On Fri, 3 Apr 2015, Jonathan Morton wrote:

I'd like them to put some sane upper bound on the RTT - one compatible
with satellite links, but which would avoid flooding unmanaged buffers to
multi-minute delays.

The problem is that there aren't any numbers that meet these two criteria.
Even if you ignore 10G and faster interfaces, a 1Gb/s interface
withsatellite sized latencies is a LOT of data, far more than is needed to
flood a 'normal' link

I very deliberately said "RTT", not "BDP".  TCP stacks already track an
estimate of RTT for various reasons, so in principle they could stop
increasing the congestion window when that RTT reaches some critical value
(1 second, say). The fact that they do not already do so is evidenced by
the observations of multi-minute induced delays in certain circumstances.

I think the huge delays aren't because the RTT estimates are that long, but rather that early on the availble bandwidth estimates were wildly high because there was no feedback happening to indicate otherwise (the buffers were hiding it all)

once you get into the collapse mode of operation where you are sending multiple packets for every one that gets through, it's _really_ hard to recover short of just stopping for a while to let the junk clear.

If it was gradual degredation all the way down, then backing off a little bit would show clear improvement and feedback loops would clear thigns up fairly quickly. But when there is a cliff in the performance curve, and you go way beyond the cliff before you notice it (think Wile E. Coyote missing a turn in the road), you can't just step back to recover. When a whole group of people do the same thing, the total backoff that needs to happen for the network to recover is frequenly significantly more than any one system's contribution to the problem. They all need to back off a lot.

And this is not a complete solution by any means. Vegas proved that an
altruistic limit on RTT by an endpoint, with no other measures within the
network, leads to poor fairness between flows.

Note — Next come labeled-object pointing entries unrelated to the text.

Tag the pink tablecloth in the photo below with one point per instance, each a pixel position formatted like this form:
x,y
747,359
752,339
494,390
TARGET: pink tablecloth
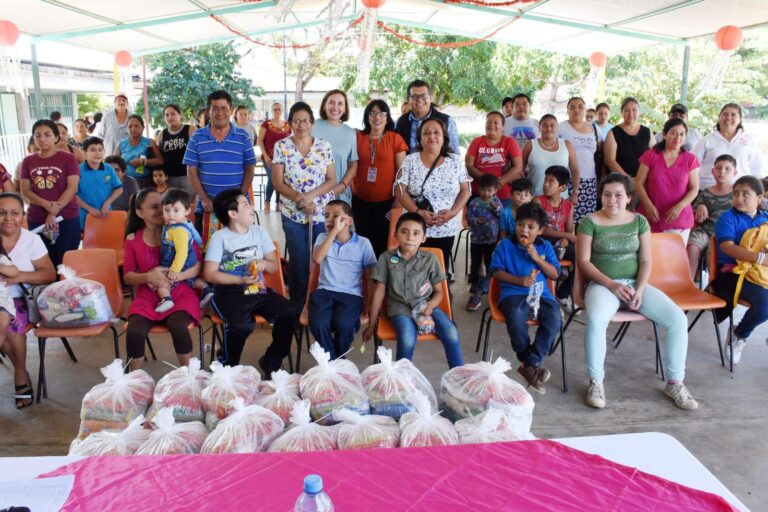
x,y
528,475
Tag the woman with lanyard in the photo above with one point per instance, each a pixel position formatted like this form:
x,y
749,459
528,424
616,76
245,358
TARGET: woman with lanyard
x,y
627,140
172,142
586,142
495,154
381,151
135,151
271,131
547,151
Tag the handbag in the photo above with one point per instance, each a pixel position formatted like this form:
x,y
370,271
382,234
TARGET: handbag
x,y
422,203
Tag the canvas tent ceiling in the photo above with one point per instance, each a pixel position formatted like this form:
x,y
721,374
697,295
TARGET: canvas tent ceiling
x,y
577,27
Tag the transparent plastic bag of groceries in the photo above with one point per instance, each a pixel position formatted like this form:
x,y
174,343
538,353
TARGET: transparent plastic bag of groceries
x,y
333,385
358,431
490,426
113,404
389,382
182,389
226,384
423,427
470,389
171,438
249,429
279,394
304,435
74,302
113,442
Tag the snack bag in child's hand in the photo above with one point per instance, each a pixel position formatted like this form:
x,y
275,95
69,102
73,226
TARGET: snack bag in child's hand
x,y
423,428
303,435
171,438
247,430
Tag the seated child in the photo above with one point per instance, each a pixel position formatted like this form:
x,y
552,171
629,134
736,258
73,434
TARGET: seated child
x,y
176,251
344,257
729,229
708,206
410,280
99,185
522,190
518,264
236,258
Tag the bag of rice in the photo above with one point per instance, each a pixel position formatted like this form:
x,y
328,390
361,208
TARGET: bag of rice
x,y
490,426
424,428
182,389
282,394
113,442
470,389
332,385
171,438
249,429
303,435
388,383
113,404
366,431
226,384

But if the major OSes did
that, more networks would be able to survive overload conditions while
providing some usable service to their users.

But we don't need to take such a risk, we have active queue management algorithms that we know will work if they are deployed on the chokepoint machines (for everything except wifi hops right now)

best of all, these don't require any knowlege or guesswork about the overall network and no knowlege of the RTT or bandwidth-latency product. All they need is information about the data flows going through the device and when the local link can accept mroe data.

making decisions based on local data scales really well. making estimates of the state of the network overall, not so much.